WWW 2016 Tutorial: Automatic Entity Recognition and Typing in Massive Text Corpora

In today's computerized and information-based society, we are soaked with vast amounts of natural language text data, ranging from news articles, product reviews, advertisements, to a wide range of user-generated content from social media. To turn such massive unstructured text data into actionable knowledge, one of the grand challenges is to gain an understanding of entities and the relationships between them. In this tutorial, we introduce data-driven methods to recognize typed entities of interest in different kinds of text corpora (especially in massive, domain-specific text corpora). These methods can automatically identify token spans as entity mentions in text and label their types (eg, people, product, organization) in a scalable way. We demonstrate on real datasets including news articles and yelp reviews how these typed entities aid in knowledge discovery and management.

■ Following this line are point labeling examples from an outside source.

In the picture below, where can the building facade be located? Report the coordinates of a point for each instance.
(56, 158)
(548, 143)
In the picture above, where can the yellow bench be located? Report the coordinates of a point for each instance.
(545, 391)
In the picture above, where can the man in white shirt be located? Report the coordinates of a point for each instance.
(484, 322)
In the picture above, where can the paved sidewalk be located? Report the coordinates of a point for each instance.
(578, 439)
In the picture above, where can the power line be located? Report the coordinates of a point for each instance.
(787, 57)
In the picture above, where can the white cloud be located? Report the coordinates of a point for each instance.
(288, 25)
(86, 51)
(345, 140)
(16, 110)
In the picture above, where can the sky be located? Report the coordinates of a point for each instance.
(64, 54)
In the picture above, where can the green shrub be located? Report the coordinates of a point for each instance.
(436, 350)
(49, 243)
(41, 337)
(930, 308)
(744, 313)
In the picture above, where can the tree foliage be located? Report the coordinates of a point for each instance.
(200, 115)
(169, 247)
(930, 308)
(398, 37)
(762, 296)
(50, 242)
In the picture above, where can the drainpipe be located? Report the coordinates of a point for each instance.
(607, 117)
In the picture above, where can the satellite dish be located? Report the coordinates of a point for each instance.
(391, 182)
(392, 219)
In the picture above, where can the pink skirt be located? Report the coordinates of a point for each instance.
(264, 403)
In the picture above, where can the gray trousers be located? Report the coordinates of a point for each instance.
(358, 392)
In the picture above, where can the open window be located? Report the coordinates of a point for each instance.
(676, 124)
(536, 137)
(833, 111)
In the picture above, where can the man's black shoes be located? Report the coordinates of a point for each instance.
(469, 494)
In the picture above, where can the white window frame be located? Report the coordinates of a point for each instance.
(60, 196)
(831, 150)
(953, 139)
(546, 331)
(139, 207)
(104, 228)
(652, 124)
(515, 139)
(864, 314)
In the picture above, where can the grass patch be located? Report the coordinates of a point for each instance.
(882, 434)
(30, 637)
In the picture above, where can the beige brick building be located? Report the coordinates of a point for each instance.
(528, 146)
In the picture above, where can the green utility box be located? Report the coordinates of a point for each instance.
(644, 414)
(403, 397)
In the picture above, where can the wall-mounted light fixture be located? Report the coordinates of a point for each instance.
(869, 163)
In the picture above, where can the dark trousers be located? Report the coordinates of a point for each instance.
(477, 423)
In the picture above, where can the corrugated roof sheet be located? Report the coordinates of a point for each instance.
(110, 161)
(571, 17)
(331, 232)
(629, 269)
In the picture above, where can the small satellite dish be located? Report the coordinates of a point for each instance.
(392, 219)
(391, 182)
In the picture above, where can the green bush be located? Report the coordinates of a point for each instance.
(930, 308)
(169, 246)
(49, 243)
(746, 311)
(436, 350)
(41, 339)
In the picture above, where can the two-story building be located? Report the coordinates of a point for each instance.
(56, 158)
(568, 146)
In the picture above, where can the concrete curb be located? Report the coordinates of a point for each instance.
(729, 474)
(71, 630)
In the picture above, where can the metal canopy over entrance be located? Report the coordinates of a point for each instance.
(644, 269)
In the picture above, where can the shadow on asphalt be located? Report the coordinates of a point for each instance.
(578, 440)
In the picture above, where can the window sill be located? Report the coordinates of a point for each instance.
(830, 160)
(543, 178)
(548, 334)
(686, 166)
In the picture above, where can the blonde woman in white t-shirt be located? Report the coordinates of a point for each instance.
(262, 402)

Xiang Ren1, Ahmed El-Kishky1, Chi Wang2, Jiawei Han1

University of Illinois at Urbana Champaign1, Microsoft Research2

Outline

  1. Introduction to entity recognition and typing.
  2. Entity recognition: An overview and phrase-mining approaches
  3. Entity typing: An overview and network mining approach
  4. Trends and research problems

Slides

[PDF][PPT]

Code

[ClusType][SegPhrase][TopMine][PLE]

Publications

Presenters


Xiang Ren, Ph.D. candidate, Department of Computer Science, Univ. of Illinois at Urbana-Champaign. His research focuses on knowledge acquisition from text data and mining linked data. In 2016, he received a Google PhD Fellowship for his work in Structured Data and Database Managment. He is the recipient of C. L. and Jane W.-S. Liu Award and Yahoo!-DAIS Research Excellence Gold Award in 2015. He received Microsoft Young Fellowship from Microsoft Research Asia in 2012.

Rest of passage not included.